Análisis

Francisco G. Luque Ramírez

El 'descampao'

En El Zapillo abundaban estos solares y fueron los 'parques de atracciones' de nuestra infancia

N ADA me sacaba más una sonrisa cuando era un crío que ese instante en el que salía cada tarde por la puerta del colegio. Las jornadas en el pupitre se hacían eternas, sobre todo para los que nos pasábamos la mayor parte del tiempo dibujando universos inventados junto a las anillas de una libreta o mirando por la ventana, contando los pájaros que se posaban sobre las ramas de los árboles del patio y que, día tras día, fuimos acumulando en nuestra cabeza. El sonido del timbre era como una liberación absoluta, el pistoletazo de salida a una carrera con decenas de niños y niñas ansiosos por cruzar la puerta del colegio y reencontrarse, si no había deberes o era viernes, con la libertad de la infancia. Muchos padres apuntaban a sus hijos a actividades extraescolares, al Conservatorio, a la academia de inglés e incluso a aprender a torear, como era el caso de mi compañera Cristina. Los que no teníamos ningún protocolo más con el que cumplir después de salir del colegio, vivíamos en una constante aventura de lunes a jueves, varias horas abiertas a cualquier plan improvisado por el barrio.

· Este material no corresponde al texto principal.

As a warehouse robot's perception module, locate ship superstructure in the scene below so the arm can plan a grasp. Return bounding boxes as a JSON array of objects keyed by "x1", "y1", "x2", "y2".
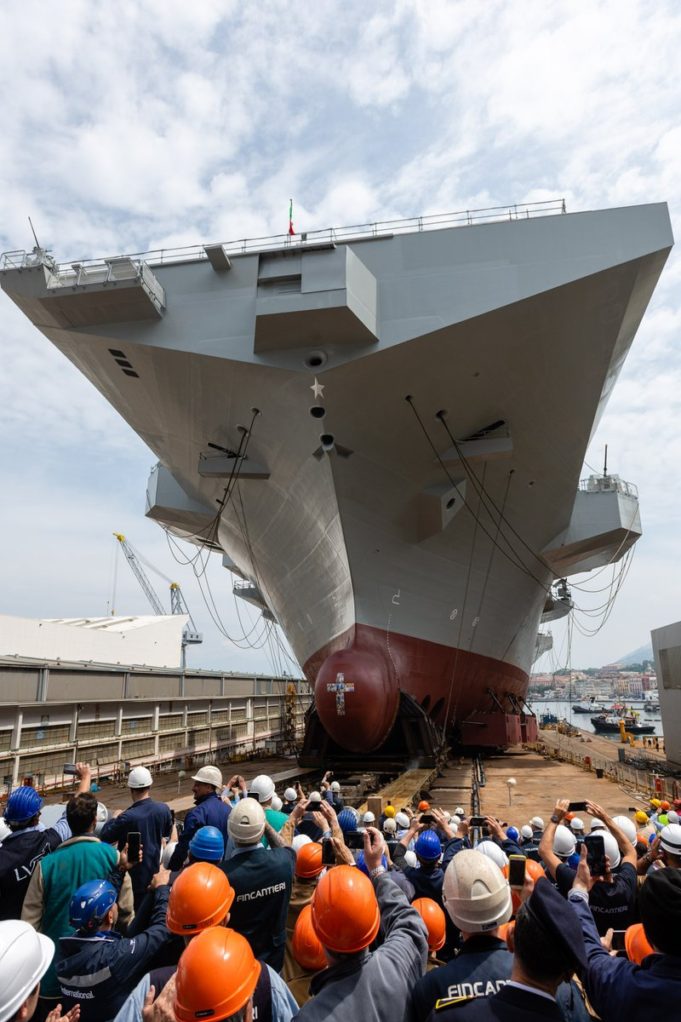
[{"x1": 0, "y1": 203, "x2": 673, "y2": 753}]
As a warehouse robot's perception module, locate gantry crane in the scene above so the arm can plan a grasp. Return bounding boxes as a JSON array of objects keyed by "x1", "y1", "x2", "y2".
[{"x1": 114, "y1": 532, "x2": 203, "y2": 670}]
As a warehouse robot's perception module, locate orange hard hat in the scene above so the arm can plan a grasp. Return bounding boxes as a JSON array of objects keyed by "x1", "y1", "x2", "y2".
[
  {"x1": 625, "y1": 923, "x2": 654, "y2": 965},
  {"x1": 175, "y1": 926, "x2": 261, "y2": 1022},
  {"x1": 166, "y1": 863, "x2": 234, "y2": 936},
  {"x1": 411, "y1": 897, "x2": 447, "y2": 951},
  {"x1": 312, "y1": 866, "x2": 380, "y2": 954},
  {"x1": 499, "y1": 919, "x2": 515, "y2": 946},
  {"x1": 291, "y1": 904, "x2": 328, "y2": 972},
  {"x1": 296, "y1": 841, "x2": 324, "y2": 879}
]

Los viernes, sin embargo, siempre teníamos claro que teníamos que dedicar la tarde a jugar al fútbol en las nuevas pistas (ahora no tan nuevas) que pusieron al final de la Avenida del Mediterráneo, a la espalda del Auditorio Maestro Padilla, y si nos quedaba algo de aliento, hacer una intrusión por las boqueras de la Vega de Acá cuando todavía el ladrillo no había empezado a sepultar la huella de los orígenes familiares de muchos zapilleros. El resto de días el balón también solía ser nuestro mejor aliado, pero jugábamos en petit comitè frente a nuestro portal, dando balonazos a la puerta de una cochera, en el parque más cercano o en los descampados, esos solares de tierra, piedras y escombros que abundaban en El Zapillo y que fueron durante años nuestros parques de atracciones, donde dejamos volar nuestra imaginación para convertirnos en soldados sin pistolas, piratas sin barcos o policías sin placa, donde nos dejamos las rodillas y, ya casi encarando la adolescencia, la timidez para poder dar ese deseado beso al primer amor de nuestras vidas.